W każdym supermarkecie kupimy piłkę za grosze. Oczywiście, wszystko zależy, jaka nas interesuje, bo przecież możemy zakupić futbolówkę z wyższej pułki, jednak mamy wolny wybór, nie jesteśmy przymuszeni by

wydać nie wiadomo, jaką kwotę pieniędzy. Po prostu kupujemy taką, która jest na naszą kieszeń. Zabija to jednak magię tych rzeczy, gdyż bardzo szybko zamienimy i tak tę piłkę na nowszą. I I tak do znudzenia.
Tak samo jest z telefonami. Kiedyś był jeden, w domu, a kiedy pojawiły się na rynku pierwsze wielkie komórki to traktowało się je jak rzecz święta. A teraz?
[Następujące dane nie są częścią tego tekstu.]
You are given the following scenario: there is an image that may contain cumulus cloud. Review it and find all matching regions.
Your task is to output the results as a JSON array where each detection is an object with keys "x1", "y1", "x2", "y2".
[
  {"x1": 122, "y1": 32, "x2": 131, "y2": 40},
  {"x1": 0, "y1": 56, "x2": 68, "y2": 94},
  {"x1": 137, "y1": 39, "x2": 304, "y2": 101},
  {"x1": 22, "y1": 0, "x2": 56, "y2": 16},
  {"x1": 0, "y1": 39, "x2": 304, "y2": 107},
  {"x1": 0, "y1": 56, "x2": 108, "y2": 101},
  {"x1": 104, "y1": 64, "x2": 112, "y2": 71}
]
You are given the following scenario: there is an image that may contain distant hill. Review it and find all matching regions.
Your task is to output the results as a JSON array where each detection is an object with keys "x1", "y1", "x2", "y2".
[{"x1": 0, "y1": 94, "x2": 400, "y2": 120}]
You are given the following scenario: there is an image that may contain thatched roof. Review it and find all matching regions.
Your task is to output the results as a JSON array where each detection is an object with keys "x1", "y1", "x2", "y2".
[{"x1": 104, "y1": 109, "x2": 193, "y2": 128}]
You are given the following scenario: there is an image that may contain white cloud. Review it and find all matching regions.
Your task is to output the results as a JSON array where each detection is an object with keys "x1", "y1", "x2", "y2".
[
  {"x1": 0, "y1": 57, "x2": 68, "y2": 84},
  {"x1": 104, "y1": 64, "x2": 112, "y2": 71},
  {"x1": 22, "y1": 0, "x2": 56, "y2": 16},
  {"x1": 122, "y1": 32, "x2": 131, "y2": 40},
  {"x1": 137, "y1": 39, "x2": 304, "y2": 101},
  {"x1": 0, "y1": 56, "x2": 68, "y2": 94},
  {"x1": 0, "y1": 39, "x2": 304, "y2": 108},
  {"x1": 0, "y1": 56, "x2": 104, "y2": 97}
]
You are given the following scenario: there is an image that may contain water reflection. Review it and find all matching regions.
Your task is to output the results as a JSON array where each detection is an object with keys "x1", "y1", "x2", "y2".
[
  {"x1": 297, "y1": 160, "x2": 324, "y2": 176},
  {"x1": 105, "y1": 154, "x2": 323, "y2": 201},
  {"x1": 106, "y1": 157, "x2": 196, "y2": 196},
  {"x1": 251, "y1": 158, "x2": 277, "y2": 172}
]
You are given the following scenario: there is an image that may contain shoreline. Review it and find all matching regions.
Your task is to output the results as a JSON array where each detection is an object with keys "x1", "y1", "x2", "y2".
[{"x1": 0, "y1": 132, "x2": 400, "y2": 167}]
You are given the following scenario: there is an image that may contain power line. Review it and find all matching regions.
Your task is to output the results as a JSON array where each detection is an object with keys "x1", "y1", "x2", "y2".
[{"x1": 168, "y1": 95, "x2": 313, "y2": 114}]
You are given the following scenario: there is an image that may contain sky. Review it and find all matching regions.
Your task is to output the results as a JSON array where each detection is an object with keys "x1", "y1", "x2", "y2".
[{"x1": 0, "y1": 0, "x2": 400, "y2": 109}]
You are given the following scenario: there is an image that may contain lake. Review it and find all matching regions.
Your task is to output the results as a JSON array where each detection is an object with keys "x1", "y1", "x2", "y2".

Wymiana, co jakiś czas i zero zobowiązań. A przypominasz sobie pierwszy aparat fotograficzny, pierwszą lampę studyjną, którą uważałeś za słońce, które może za chwilę zgasnąć już na zawsze, pierwszy namiot bezcieniowy (profesjonalne lampy studyjne) lub palniki do lamp. Nie da się ukryć, teraz pewnie łatwiej zamienisz na nowy, a dawniej te sprzęty były jak najcenniejsza zdobycz.